“Don’t fence me in”

I had a wonderful experience last night.  “Don’t fence me in” is the title of a documentary film by Charles Maplestone, see page at Malachite Art Films. The British Library hosted a first public screening last night and early evening, in the hell of the London rush hours, I cycled across a drizzly and cold London from Roehampton to to the BL to get to the showing and was richly rewarded for my determination as the film is lovely.

The BL cinema isn’t huge but it was packed, I think there were probably 250 of us there but I was tired from my riding around and slumped near the front so perhaps I didn’t fully appreciate the size.  I was struck, the second time this week, by how old most of my peers at something were: I saw two late teenagers and a few 20ish folks but at 60 I think I was around the lower quartile of the age range!  I guess that makes sense as Fay Godwin was born in 1931 and died in 2005 and it felt as if many people who had come to the showing had known her and I guess she had an impact on many of us between about 1980 and her death 12 years ago.  I first bought one of her books (Islands with text by John Fowles) back in 1980 and I’m amused to see that the book was only two years old when I did.  Watching the film last night, so many of her photographs were immediately familiar to me and I’m intrigued, on searching my shelves quickly, to find that I don’t seem to own any more of her books (shame on me). Similarly, thinking through the exhibitions that were noted in the film and show up in internet references I can find, I don’t think I went to any of them (more shame).  So how is her work so familiar to me?

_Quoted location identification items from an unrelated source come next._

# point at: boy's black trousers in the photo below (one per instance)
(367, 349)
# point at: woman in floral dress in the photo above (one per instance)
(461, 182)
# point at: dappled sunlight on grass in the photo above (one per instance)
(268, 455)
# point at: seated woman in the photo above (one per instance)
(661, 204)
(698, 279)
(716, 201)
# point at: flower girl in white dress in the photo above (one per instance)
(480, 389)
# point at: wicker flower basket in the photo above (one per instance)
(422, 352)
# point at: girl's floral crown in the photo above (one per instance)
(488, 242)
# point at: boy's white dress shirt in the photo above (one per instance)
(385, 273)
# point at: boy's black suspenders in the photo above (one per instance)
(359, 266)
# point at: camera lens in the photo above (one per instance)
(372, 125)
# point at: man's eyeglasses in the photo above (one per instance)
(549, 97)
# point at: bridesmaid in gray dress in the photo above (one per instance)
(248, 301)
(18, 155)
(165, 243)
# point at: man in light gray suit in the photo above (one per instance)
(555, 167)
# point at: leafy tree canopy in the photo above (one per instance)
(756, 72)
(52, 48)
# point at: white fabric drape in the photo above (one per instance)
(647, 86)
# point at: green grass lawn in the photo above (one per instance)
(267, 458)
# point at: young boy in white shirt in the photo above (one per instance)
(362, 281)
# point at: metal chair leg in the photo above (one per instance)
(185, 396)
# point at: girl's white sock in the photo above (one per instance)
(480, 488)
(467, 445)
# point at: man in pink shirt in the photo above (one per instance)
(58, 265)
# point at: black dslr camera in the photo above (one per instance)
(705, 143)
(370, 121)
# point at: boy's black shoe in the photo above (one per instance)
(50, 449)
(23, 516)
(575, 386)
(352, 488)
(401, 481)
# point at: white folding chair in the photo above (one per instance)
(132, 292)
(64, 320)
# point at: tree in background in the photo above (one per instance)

I think she has had a lot of publication in collected exhibitions perhaps but I’m a bit at a loss to answer my own question there and determined now never to miss any retrospective exhibitions that come up and to start collecting her books where I can afford them (apparently first editions of Remains of Elmet: A Pennine Sequence, which she did with Ted Hughes are now very costly collectors’ pieces so I can forget that!)  However, I think it may be that her work speaks so deeply to things I believe in that every image of hers I see, perhaps even when I may not have known it was hers, burns deep into my visual memory.

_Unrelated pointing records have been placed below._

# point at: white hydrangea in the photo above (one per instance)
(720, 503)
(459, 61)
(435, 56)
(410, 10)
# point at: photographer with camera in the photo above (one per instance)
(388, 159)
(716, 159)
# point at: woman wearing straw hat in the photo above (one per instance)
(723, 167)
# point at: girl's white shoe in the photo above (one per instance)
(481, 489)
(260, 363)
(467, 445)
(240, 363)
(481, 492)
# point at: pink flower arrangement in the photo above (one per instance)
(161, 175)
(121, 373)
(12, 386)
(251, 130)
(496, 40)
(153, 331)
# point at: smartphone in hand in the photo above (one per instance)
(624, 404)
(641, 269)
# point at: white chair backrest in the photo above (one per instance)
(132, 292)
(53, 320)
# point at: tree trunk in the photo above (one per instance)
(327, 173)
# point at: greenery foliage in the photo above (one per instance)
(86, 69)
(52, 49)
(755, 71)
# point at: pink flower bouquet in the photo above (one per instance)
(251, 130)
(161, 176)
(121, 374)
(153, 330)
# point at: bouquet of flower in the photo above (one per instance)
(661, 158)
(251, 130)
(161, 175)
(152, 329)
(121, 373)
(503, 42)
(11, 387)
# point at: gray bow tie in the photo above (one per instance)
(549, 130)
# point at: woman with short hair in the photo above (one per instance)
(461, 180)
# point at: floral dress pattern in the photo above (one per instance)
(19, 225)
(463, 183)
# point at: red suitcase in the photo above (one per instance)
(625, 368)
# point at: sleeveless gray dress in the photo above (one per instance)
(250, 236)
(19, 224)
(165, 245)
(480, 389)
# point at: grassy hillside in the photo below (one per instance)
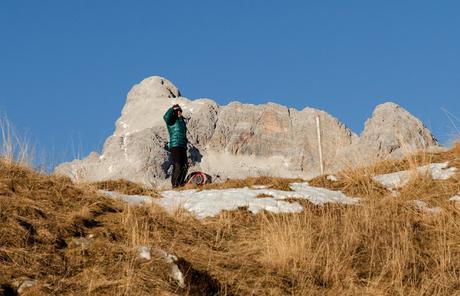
(73, 241)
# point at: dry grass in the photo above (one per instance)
(271, 182)
(124, 186)
(383, 246)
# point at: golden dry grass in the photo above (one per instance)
(383, 246)
(271, 182)
(124, 186)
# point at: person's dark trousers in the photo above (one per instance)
(179, 158)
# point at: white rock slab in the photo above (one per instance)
(209, 203)
(438, 171)
(423, 206)
(455, 198)
(144, 253)
(176, 274)
(332, 178)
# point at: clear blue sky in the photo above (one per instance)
(66, 66)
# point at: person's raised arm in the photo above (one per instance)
(169, 116)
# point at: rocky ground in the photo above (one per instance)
(58, 237)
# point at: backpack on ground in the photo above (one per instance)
(198, 178)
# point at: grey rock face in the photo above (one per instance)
(240, 140)
(390, 133)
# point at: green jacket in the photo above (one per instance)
(176, 128)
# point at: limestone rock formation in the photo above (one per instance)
(239, 140)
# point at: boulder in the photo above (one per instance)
(239, 140)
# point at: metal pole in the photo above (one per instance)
(320, 149)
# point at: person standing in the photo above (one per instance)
(177, 130)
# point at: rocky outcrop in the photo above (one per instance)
(239, 140)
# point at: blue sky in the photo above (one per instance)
(66, 66)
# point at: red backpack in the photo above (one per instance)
(198, 178)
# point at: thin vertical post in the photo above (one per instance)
(320, 148)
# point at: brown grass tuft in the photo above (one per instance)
(125, 187)
(271, 182)
(76, 242)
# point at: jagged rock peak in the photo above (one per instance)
(239, 140)
(154, 87)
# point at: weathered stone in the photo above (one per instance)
(239, 140)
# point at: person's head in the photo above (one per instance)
(178, 110)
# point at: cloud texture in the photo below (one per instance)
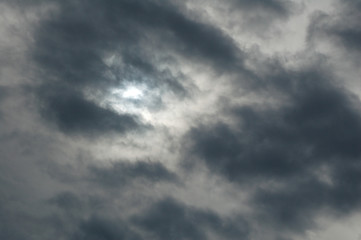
(152, 119)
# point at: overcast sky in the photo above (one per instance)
(180, 119)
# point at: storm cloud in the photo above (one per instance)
(176, 119)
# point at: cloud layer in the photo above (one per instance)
(231, 135)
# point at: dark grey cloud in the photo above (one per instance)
(170, 219)
(279, 7)
(122, 173)
(269, 145)
(97, 228)
(318, 126)
(74, 114)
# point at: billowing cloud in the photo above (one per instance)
(179, 119)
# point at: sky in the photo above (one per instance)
(180, 119)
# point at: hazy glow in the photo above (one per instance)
(132, 92)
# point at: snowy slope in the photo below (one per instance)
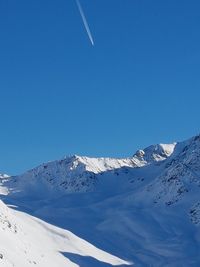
(27, 241)
(80, 174)
(144, 209)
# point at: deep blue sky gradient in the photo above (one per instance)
(139, 84)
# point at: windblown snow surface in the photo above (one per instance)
(94, 212)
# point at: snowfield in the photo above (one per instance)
(93, 212)
(27, 241)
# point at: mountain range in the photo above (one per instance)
(94, 212)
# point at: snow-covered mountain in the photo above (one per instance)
(143, 209)
(27, 241)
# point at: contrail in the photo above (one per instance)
(85, 22)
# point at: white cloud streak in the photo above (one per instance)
(85, 22)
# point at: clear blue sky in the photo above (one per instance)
(139, 84)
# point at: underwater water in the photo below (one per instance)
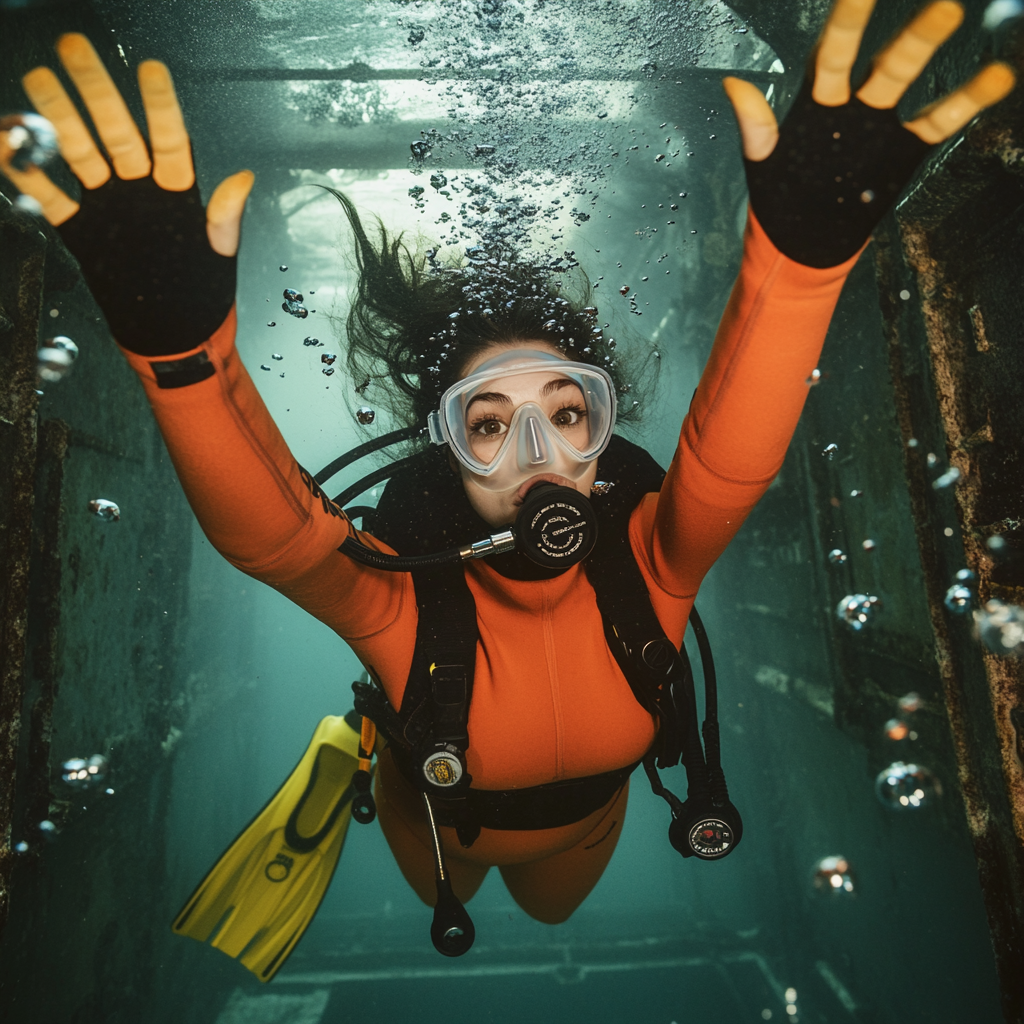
(597, 136)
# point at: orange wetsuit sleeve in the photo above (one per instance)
(258, 507)
(742, 415)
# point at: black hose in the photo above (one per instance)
(375, 477)
(406, 433)
(396, 563)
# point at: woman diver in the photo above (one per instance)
(524, 744)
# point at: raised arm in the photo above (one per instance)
(163, 271)
(818, 186)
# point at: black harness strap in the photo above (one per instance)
(423, 509)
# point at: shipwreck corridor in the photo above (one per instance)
(598, 134)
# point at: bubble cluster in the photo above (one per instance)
(54, 358)
(81, 773)
(1000, 628)
(32, 137)
(949, 477)
(958, 599)
(896, 729)
(999, 11)
(906, 786)
(857, 610)
(910, 702)
(834, 877)
(105, 510)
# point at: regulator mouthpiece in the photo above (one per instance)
(556, 526)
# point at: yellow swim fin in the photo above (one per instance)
(258, 899)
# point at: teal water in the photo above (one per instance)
(578, 100)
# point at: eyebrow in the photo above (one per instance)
(556, 384)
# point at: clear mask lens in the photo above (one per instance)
(527, 412)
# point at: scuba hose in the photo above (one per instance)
(706, 824)
(556, 526)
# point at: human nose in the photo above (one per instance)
(534, 446)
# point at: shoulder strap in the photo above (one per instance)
(648, 659)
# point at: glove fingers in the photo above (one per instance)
(172, 164)
(758, 127)
(903, 59)
(838, 49)
(57, 206)
(110, 114)
(77, 146)
(948, 115)
(223, 212)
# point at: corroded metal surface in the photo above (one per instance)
(955, 356)
(22, 262)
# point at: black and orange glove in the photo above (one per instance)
(820, 183)
(161, 267)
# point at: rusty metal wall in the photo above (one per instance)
(956, 353)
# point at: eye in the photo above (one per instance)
(568, 416)
(488, 428)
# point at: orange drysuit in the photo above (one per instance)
(549, 700)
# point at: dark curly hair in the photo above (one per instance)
(417, 322)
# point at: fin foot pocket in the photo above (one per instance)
(256, 902)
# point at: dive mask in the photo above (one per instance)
(563, 425)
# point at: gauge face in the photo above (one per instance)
(711, 838)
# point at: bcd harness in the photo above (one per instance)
(424, 509)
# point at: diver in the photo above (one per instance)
(510, 692)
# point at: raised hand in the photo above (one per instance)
(821, 182)
(162, 270)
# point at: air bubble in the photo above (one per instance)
(32, 137)
(1000, 628)
(81, 773)
(896, 729)
(949, 477)
(857, 610)
(833, 877)
(53, 364)
(105, 510)
(906, 786)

If you don’t know her work then I think the best way to get a sense of it is to go to the BL’s archive of her work That gives a sense of her genius with both people and places.  It doesn’t (yet) appear to make available her later colour prints which were almost absract (and which I hadn’t encountered before last night).  I wouldn’t bother clicking on the images there to enlarge them as they’re all stamped across the enlargements with three copies of a BL copyright statement.  I think she might have had very mixed feelings about that.

There are two layers to my deep, gut/bone pleasure in having seen the film (and having bought a couple of copies!)  One I think is that she was simply a genius with cameras and, unusually I think, both with portraits and with the landscapes. I think her landscapes are portraits too, portraits of land and the makeup artists who ever lived in/on it and impinged on it.  All that is dear to me and captures images that seem to me to be particularly important to capture.  However, watching last night I realised that the other issue is in the title: “Don’t fence me in”, and how much that imperative, let’s give it its proper punctuation: “Don’t fence me in!” matters increasingly to me.

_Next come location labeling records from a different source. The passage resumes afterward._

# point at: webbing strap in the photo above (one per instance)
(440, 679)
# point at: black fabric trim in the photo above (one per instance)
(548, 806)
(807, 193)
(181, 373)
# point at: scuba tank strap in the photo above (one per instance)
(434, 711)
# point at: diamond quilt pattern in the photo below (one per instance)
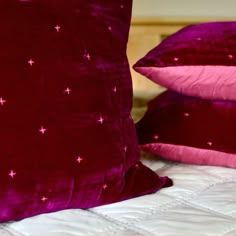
(201, 202)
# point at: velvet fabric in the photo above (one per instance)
(198, 60)
(67, 138)
(189, 129)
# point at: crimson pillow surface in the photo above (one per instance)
(198, 60)
(67, 139)
(190, 130)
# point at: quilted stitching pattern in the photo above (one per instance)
(202, 202)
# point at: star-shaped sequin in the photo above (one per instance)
(2, 101)
(114, 89)
(79, 159)
(209, 144)
(101, 120)
(87, 56)
(12, 174)
(57, 28)
(67, 90)
(31, 62)
(42, 130)
(44, 199)
(104, 186)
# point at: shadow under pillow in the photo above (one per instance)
(189, 130)
(198, 60)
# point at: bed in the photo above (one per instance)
(201, 202)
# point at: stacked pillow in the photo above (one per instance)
(194, 121)
(67, 139)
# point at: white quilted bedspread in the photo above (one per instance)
(202, 202)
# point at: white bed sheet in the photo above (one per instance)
(202, 202)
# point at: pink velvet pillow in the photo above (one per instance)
(67, 139)
(198, 60)
(190, 130)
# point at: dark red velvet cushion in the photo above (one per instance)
(66, 136)
(198, 60)
(190, 130)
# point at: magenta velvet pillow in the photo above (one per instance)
(190, 130)
(198, 60)
(67, 139)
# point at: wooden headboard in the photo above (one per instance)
(145, 33)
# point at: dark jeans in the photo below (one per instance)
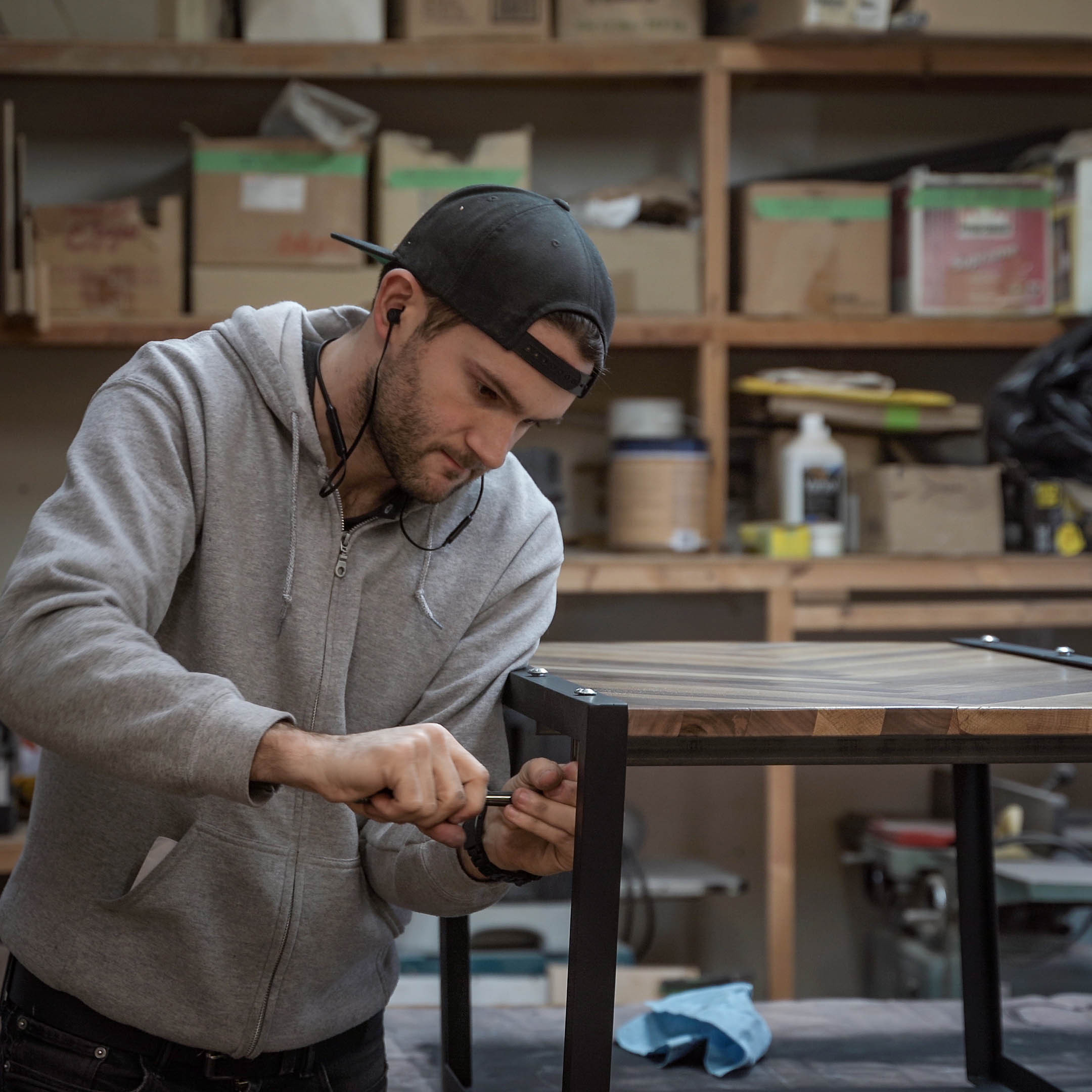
(39, 1059)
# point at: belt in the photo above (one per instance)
(68, 1014)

Let’s start with the imagery and its genius.  One theme in the film, and coming across well in the interviews with her, and filming of her giving interviews and seminars, was that she came into photography from family snapshots.  There is that that simple intimacy in most of her work that is there in good family ‘photos: the photographer and subject are known to each other, there is trust and no worries about audience or property rights intrude on the recording.

I think that same intimacy is there in her portraiture but even in her most stark photos of the most barren bits of the UK: these places are family to her. Another aspect of what makes her special is that she was interested in how photos stood in relation to one another and in relation to words and to ideas. She was more a book and exhibition photographer than a single shot photo-reporter or all that her portraiture started in that single shot tradition.  As she gained confidence (I suspect) she created ways to work closely with writers and poets on the books she did, and she had the ability to wait and wait and wait to get the right image, with the right implicit stories for the viewers to take from it.  (She would wait for months as she describes for one glorious shot of a copper beech tree, completely naked in the depths of winter and reflected in the water below it, or again as she described for another photo of the white cliffs of Dover made completely white: utterly smothered in snow).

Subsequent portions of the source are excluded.